The online card shop was introduced in 2014 via a forum post on a popular carding forum (as reported by Krebs On Security) and has steadily grown since then. It is hosted on a .sh domain, which is the official country domain for St. Helena, a remote British territory in the southern Atlantic with barely 4,000 residents. Anyone can buy a .sh domain name – you don’t need credentials or residency proof. However the operation is likely not taking place anywhere inside the borders of St. Helena. The entire site and its subdomains are all hosted on the Tor network, a highly encrypted network that routes visitor traffic through several encrypted locations around the globe in order to obscure their real location and identity.
The popular carding site offers incremental discounts based on how much a customer spends, and special membership domains for “high roller” customers who spend 10,000 or more.
This look into sophisticated carding sites is more proof that the credit card system needs a boost in security. Our present method is just not secure enough. This is why the United States is already in the process of switching to chip based cards that are much harder to duplicate. But what implications does this have for online merchants?

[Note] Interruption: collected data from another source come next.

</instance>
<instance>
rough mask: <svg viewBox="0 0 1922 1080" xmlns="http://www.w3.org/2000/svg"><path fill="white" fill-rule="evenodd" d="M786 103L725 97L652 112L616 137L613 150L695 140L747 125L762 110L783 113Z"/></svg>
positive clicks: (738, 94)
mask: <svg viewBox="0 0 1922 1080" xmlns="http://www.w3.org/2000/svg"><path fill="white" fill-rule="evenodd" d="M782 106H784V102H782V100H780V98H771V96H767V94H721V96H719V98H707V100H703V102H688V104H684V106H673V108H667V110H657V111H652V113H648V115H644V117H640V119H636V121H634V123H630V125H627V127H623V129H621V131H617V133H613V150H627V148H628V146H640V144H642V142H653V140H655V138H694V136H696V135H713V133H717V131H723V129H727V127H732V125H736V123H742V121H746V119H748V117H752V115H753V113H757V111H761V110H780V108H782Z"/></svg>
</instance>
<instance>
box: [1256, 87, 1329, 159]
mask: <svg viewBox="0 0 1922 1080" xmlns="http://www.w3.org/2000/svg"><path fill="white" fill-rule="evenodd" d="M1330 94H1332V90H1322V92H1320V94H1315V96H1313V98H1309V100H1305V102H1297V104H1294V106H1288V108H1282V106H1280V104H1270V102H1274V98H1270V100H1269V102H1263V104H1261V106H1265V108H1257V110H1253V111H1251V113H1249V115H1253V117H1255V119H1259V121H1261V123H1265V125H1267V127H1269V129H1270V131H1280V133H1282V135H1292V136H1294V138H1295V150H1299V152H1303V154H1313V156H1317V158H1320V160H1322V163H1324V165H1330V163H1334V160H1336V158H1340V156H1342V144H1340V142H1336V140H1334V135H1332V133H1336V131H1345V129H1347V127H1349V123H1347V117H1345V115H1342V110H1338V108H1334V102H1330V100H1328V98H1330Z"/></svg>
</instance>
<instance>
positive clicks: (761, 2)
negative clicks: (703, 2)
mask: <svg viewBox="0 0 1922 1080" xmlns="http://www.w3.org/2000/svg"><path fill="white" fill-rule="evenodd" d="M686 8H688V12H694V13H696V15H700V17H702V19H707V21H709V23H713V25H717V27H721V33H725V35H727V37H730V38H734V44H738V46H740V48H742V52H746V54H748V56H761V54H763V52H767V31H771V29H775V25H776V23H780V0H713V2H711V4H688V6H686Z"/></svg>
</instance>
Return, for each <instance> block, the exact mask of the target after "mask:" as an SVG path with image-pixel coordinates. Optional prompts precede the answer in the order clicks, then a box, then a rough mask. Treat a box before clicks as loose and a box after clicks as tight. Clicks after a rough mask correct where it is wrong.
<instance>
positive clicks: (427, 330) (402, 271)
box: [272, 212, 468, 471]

The best way for you to protect yourself in the event that your card number gets sold on one of these sites (and it has happened to me) is to constantly monitor your credit card account for strange charges. Smart fraudsters will get cards in their geographic location in order to have the least likelihood of tripping a bank’s security fraud sensors. Luckily the fraud triggers are fairly advanced but they don’t always catch everything.
Keep an eye on your accounts and perhaps think about a credit monitoring system in order to protect your identity from hackers and these all too common data breaches at huge corporations.